I'm new here so please forgive my ignorance...

I have a new home theater I am building at current and have plans to run two different sub systems for different viewing audiences. The main system will consist of one or more folded Horns and the second system will be 2 Velodyne 1220 ported enclosures. They are to be controlled by a Behringer if I can figure how to route the signals to switch between the two. I am new to the Behringer DSP1124 and am wondering if it is possible to set the unit up with multiple files.
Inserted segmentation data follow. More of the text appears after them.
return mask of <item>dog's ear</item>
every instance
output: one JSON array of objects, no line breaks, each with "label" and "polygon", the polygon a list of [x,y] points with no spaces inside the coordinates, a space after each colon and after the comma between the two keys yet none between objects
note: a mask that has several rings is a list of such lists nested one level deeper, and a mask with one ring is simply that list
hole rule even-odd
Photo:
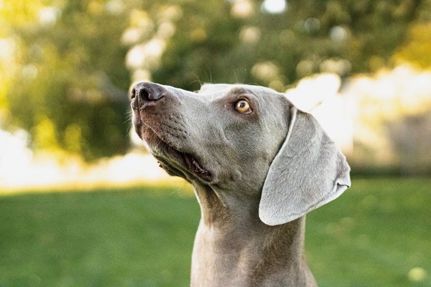
[{"label": "dog's ear", "polygon": [[350,186],[346,158],[310,114],[293,105],[286,139],[263,185],[259,217],[283,224],[335,199]]}]

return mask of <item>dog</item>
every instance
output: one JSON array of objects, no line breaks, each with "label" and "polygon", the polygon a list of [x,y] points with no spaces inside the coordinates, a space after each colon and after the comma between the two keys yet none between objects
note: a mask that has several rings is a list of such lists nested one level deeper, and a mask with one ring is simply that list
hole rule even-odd
[{"label": "dog", "polygon": [[317,286],[304,254],[305,214],[350,180],[313,116],[246,85],[194,93],[141,83],[131,97],[135,132],[169,174],[191,183],[200,205],[191,286]]}]

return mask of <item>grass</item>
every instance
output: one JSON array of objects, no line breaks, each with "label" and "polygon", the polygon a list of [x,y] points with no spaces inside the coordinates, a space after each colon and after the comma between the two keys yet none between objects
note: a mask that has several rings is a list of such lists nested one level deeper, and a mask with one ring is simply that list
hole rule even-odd
[{"label": "grass", "polygon": [[[357,179],[311,212],[319,285],[431,286],[430,195],[431,179]],[[0,196],[0,285],[188,286],[200,215],[166,188]]]}]

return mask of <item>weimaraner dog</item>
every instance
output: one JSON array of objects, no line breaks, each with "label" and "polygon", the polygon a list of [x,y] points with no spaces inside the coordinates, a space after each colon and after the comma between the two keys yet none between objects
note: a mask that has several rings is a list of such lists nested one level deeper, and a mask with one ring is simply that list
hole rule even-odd
[{"label": "weimaraner dog", "polygon": [[136,132],[162,168],[193,185],[201,207],[191,286],[317,286],[305,214],[350,181],[316,120],[258,86],[206,84],[195,93],[141,83],[131,98]]}]

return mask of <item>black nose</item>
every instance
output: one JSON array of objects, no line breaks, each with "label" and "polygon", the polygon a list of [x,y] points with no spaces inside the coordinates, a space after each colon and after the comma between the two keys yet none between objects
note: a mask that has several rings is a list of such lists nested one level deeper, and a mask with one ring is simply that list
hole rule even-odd
[{"label": "black nose", "polygon": [[142,82],[136,84],[132,89],[132,99],[136,97],[144,101],[158,100],[169,93],[163,86],[152,83]]}]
I have been reading on the setup of this unit but have not caught on to whether it can handle separate calibrations. 

The reason for wanting to run two different systems is that my children and their friends often watch movies together and when I get this finished the big folded horn I am building for the theater may well be too much for small children. I plan to run my smaller subs for this purpose and save the heavy stuff for myself and friends. While I could simply plug up the small units and give little effort to their calibration I think that it would be rather nice to have them optimized for use just as I intend for the bigger sub(s). 

I am pretty confused in the learning process so I suspect that means I am soon to have a break through. Or just get completely lost in the weeds.


----------



## Wayne A. Pflughaupt (Apr 13, 2006)

Welcome to the Forum, Rob!



> I have been reading on the setup of this unit but have not caught on to whether it can handle separate calibrations.


The BFD has two fully independent channels. You can split your AVR’s sub output to feed both channels, and program one channel for your serious subs and the other for your kiddie subs. :T

Regards,
Wayne


----------



## robbo266317 (Sep 22, 2008)

Welcome Rob.
Hope you enjoy your stay.


----------



## Rob Flanery (Apr 25, 2011)

Thanks for the welcome guys...

I am glad that I can do this. I have not read thoroughly enough as I am sure you are aware. This will give me the chance to get crazy and build a few things and still be able to fall back to the standard setup for those more timid. 

I look forward to learning a lot and watching my theater progress as the time goes by. 

Now off to read. :rofl2:


----------